Net interest income surged by 39.9 per
cent to Sh6.9 billion, buoyed by a 48.7 per cent growth in interest income from
Government securities and a 14.8 per cent per cent increase in interest income
from loans and advances, which closed at Sh7.7 billion.
Customer deposits rose by 25.7 per cent to Sh149.7 billion, boosted by the bank’s branch optimisation strategy, including continuous expansion.
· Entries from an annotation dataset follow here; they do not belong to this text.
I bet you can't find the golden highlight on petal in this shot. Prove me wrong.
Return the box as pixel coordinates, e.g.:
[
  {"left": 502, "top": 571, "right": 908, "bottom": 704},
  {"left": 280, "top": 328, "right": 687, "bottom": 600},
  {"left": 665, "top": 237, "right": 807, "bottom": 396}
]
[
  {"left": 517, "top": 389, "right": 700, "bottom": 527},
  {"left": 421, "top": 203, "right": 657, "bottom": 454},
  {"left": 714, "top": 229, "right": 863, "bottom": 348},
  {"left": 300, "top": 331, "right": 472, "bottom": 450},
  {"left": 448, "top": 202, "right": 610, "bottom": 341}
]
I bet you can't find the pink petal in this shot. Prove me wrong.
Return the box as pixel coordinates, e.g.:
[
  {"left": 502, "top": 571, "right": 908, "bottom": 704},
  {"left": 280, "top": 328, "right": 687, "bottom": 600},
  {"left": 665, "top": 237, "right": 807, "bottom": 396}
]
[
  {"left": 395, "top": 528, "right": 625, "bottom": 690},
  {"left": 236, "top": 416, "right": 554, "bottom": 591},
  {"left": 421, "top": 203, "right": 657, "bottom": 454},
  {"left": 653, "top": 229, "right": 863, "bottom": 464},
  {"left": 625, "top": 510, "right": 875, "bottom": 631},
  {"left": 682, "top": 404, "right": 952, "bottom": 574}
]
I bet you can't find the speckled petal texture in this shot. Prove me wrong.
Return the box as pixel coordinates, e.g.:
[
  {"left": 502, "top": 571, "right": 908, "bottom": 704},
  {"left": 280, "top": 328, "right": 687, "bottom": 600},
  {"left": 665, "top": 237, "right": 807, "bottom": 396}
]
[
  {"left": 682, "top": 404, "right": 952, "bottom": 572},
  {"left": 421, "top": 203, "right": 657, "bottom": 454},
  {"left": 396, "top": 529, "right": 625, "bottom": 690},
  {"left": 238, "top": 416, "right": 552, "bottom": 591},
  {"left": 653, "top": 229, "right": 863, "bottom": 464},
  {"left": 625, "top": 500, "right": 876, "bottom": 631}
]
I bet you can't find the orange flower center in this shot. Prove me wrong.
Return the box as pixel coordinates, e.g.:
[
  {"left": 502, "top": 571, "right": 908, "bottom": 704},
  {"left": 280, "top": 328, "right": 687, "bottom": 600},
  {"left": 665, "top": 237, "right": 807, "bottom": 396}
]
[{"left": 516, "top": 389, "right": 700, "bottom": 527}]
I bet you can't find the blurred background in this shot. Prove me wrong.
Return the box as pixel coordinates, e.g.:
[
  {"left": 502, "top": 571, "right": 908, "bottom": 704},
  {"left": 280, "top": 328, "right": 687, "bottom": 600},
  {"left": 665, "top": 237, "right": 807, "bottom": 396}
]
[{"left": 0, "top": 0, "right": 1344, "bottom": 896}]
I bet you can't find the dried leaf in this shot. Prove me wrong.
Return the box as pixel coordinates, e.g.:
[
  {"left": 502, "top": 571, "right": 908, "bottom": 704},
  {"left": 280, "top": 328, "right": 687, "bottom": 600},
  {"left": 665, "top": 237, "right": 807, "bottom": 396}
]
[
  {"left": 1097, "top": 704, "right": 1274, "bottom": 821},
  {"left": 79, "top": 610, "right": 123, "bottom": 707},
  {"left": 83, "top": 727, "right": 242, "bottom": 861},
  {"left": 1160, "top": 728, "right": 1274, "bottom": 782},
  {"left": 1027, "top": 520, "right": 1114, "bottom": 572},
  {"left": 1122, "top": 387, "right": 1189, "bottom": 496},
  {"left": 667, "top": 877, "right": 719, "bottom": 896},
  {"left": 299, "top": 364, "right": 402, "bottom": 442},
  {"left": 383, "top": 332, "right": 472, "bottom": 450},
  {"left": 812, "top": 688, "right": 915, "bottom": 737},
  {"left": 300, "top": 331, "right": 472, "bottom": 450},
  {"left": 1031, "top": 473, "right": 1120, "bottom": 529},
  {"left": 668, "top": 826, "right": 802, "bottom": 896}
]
During the period, it opened its 96th branch in Kilifi.
Operating expenses saw a notable rise of
36.3per cent, climbing from Sh4.9 billion to Sh6.7 billion.
This increase was primarily driven by
strategic investments in marketing initiatives to strengthen brand visibility,
the expansion of the branch network, and the modernisation of digital
infrastructure.
The lender recorded a 15.4 per cent
reduction in net non-performing loans, driven by improved asset quality and
sustained recovery efforts.
It recorded an NPL ratio of 13 per cent,
the lowest in the market and way below the industry average of 17 per cent.
“To further reinforce this progress and
cushion against potential sector-wide risks, we increased our loan loss provisions
by 68.4 per cent to Sh663.5 million as a prudent risk management and proactive
approach to safeguarding assets,” said Family Bank chief financial officer,
Paul Ngaragari.
Core capital stood at Sh16.5 billion, up
from Sh14.5 billion, while the bank’s liquidity ratio strengthened to 53.1per
cent, well above the statutory requirement of 20 per cent, reflecting strong
capital adequacy.
At least 90 per cent of the bank’s transactions are conducted through digital channels, offering customers unmatched convenience.